From what I understand, this series by Christopher Golden isn’t new, but has been rereleased thanks to the huge popularity of urban fantasy lately. It fits right in to that genre, and though the protagonist is a male here, there are still plenty of interesting and kickass women around him virtually at all times. It’s set across the entire modern world, with the epic battle for vampire survival – and understanding – stretching across continents and covens.
I liked this book. It perhaps isn’t going to be one of my favorite series, but it was a solid enjoyable book that had an interesting take on vampire mythology. It’s revealed fairly early on, so I won’t spoil anything by telling you that many of the traditional vampire fears are based on intimidation by the church. The book itself is a bit anti-Catholic, but since the book is fictional and the true evil is confined to Mulkerrin, I don’t think it would be considered offensive even for those who are more religious than me.
The beginning of the book felt a bit hard to get hold of, as a lot is happening and a number of characters are introduced right away. After a few chapters, it swiftly settles down and I got much more into the story.

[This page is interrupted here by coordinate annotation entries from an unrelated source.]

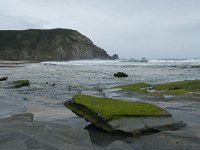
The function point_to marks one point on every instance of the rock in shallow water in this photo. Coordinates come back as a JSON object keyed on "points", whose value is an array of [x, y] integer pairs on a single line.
{"points": [[115, 115], [21, 83]]}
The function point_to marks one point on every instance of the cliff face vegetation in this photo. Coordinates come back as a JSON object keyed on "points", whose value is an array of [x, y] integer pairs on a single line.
{"points": [[48, 45]]}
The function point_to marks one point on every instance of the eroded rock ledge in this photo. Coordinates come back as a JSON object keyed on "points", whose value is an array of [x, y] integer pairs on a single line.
{"points": [[116, 115]]}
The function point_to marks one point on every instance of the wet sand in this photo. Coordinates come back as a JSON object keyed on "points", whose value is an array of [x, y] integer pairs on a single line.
{"points": [[46, 102]]}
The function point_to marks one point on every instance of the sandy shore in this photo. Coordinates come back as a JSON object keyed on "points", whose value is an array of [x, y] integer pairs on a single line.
{"points": [[14, 63]]}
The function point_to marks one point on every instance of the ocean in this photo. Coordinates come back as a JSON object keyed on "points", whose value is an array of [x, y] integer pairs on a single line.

I think my least favorite part was probably how uncomfortably graphic the book was. There’s a lot of violence, some of it sexual, which I don’t like to read about. I’m not a big fan of vampire sex anyway – I don’t like paranormal romance very much, for example, unless it’s got something else going on. The whole thing fit in with the darker theme of the book, but these parts were not exactly pleasurable reading experiences. For me, it felt different from what I’d find in another urban fantasy series; for some reason I react differently to such scenes when they’re written by women or men. I don’t know if they’re actually written differently or if it’s a mental thing on my part; so if this doesn’t bother you much, please don’t let this stop you from reading the book.
Overall, I liked Of Saints and Shadows and am quite happy to continue reading the series. I’d recommend it to those who appreciate urban fantasy, however I do think it’s aimed more at a male audience and it might be worth keeping in mind if you’re accustomed solely to the paranormal romance type of urban fantasy (like Sookie) that is currently most popular.